Dieta Senza Glutine: Esempio di Menù di 7 Giorni
Ti proponiamo di seguito un menù di 7 giorni, consigliandoti delle alternative salutari e, naturalmente senza glutine, da poter includere nella tua dieta.
| Giorno | Colazione | Pranzo | Spuntino | Cena |
|---|---|---|---|---|
| Lunedì | Yogurt di soia con muesli* | Riso basmati integrale con dadolata di tofu e verdure | Frutta fresca di stagione | Insalatona con tonno, pomodori, ravanelli, carote, semi di lino, zucca e girasole e taralli al rosmarino* |
| Martedì | Fette biscottate* con crema di nocciole e un frutto di stagione | Penne konjak on broccoli e stracchino | Yogurt greco naturale con scaglie di cioccolato fondente | Petto di pollo alla piastra con spinaci filanti e pane di tapioca |
| Mercoledì | “Latte” di riso alla vaniglia, e cereali crispy ai frutti rossi | Spaghetti di grano saraceno con vongole veraci | Gallette di legumi con marmellata di more* | Falafel al forno con radicchio croccante |
| Giovedì | Tè verde bio con biscotti digestive* | Torta salata con farina di sorgo, bietole e ricotta | Mix di frutta secca | Insalatona con uova, olive, carote, pomodorini, mais e quadrotti di ceci bio |
| Venerdì | Bevanda vegetale di mandorle e riso soffiato con cacao | Conchiglie di amaranto, teff e quinoa con mozzarella, melanzane e peperoni | Smoothie di polvere di moringa | Fettuccine biologiche di edamame con verdure a piacere e crackers proteici |
| Sabato | Yogurt greco magro e barretta energetica | Spaghetti shirataki con gamberetti e verdure | Un pacchetto di crackers multicereali* | Salmone alla piastra, zucchine e tartine tostate alla quinoa bio |
| Domenica | Cuor di riso ai fichi e infuso di zenzero e cannella | Fusilli di grano saraceno con zucchine e gorgonzola | Yogurt magro con pezzi di frutta | Zuppa di miso con tofu* |
*Senza glutine
Per condire: olio extra vergine d’oliva, o olio di semi di lino (a crudo) e spezie, a piacere.
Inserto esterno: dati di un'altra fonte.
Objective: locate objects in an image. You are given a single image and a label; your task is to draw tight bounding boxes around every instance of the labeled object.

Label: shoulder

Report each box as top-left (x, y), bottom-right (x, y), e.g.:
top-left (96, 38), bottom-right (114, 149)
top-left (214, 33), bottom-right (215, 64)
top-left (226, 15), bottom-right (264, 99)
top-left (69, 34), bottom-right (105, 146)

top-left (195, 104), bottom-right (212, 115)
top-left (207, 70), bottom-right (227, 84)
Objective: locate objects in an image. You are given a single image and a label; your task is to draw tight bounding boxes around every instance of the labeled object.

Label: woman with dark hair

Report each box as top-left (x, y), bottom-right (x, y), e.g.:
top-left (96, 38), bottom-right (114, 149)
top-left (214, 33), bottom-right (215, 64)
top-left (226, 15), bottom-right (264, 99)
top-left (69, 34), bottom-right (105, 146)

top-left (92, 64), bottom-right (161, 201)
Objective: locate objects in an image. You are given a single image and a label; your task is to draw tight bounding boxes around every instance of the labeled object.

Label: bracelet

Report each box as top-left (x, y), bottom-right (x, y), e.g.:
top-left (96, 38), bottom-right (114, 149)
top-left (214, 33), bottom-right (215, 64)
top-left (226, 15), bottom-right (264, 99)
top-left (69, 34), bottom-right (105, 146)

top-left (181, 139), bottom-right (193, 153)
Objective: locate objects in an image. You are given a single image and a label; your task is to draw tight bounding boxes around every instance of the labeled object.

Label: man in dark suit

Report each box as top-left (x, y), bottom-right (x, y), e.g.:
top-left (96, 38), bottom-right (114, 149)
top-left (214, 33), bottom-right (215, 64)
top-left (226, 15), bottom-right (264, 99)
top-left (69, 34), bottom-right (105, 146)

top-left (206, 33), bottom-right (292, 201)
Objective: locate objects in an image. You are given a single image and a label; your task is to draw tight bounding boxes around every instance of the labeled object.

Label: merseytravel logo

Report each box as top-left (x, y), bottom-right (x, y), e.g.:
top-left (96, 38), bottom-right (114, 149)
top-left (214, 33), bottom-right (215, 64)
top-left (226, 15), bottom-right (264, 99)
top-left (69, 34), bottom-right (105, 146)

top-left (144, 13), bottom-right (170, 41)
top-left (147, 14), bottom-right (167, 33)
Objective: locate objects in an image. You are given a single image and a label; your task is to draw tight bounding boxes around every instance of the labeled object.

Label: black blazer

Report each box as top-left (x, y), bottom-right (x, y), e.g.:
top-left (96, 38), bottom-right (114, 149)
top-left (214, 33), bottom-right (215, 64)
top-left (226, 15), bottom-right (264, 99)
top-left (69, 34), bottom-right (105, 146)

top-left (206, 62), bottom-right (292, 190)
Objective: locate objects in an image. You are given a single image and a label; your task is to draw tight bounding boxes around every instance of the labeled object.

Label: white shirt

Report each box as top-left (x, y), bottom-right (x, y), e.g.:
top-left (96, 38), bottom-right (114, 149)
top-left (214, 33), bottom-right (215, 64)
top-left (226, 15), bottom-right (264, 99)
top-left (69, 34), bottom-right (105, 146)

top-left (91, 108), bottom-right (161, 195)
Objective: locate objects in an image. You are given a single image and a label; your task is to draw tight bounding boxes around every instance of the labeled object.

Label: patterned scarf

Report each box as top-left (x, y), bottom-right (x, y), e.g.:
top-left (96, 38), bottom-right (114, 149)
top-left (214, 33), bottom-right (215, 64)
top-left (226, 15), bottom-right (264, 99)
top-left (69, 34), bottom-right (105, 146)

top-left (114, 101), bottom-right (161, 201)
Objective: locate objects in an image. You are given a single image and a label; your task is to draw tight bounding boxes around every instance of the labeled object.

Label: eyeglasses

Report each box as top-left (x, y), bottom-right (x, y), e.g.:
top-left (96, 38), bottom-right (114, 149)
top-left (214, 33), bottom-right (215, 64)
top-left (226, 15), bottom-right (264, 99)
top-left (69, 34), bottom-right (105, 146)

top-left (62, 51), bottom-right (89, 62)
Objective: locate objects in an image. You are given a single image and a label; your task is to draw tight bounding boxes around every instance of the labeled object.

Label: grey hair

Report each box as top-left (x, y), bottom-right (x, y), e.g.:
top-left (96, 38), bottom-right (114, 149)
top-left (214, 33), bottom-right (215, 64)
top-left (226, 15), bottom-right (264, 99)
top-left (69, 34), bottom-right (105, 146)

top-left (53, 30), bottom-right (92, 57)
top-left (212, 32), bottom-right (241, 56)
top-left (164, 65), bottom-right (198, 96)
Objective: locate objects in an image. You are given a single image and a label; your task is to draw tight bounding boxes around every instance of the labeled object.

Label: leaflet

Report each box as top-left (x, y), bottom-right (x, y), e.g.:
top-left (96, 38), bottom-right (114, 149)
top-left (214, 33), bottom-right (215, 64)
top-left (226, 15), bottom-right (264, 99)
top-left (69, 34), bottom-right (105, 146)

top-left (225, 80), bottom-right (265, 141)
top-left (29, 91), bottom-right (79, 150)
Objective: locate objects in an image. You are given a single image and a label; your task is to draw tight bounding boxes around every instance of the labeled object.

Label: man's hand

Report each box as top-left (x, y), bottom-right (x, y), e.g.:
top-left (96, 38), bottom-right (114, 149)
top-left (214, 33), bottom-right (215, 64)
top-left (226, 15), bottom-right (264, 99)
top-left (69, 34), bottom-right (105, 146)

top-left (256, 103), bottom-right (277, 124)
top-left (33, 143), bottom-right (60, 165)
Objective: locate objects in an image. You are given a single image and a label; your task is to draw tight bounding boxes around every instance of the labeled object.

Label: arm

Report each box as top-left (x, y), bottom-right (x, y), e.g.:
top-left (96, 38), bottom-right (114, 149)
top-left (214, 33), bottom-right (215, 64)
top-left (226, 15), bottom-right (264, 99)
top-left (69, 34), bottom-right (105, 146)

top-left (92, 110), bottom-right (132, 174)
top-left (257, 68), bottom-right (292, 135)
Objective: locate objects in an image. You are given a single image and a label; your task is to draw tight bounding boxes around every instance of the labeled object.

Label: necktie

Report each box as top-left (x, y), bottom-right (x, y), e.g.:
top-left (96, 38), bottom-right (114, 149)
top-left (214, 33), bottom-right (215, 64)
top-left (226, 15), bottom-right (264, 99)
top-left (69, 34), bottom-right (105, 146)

Il menù suggerito è puramente orientativo e fornisce indicazioni generali sulla ripartizione degli alimenti durante la giornata. Ciascuno di noi ha esigenze specifiche e un proprio fabbisogno giornaliero di nutrienti ed energia. Si rimanda, quindi, al parere di uno specialista della nutrizione che possa elaborare un piano alimentare mirato e bilanciato sulle tue reali richieste metaboliche.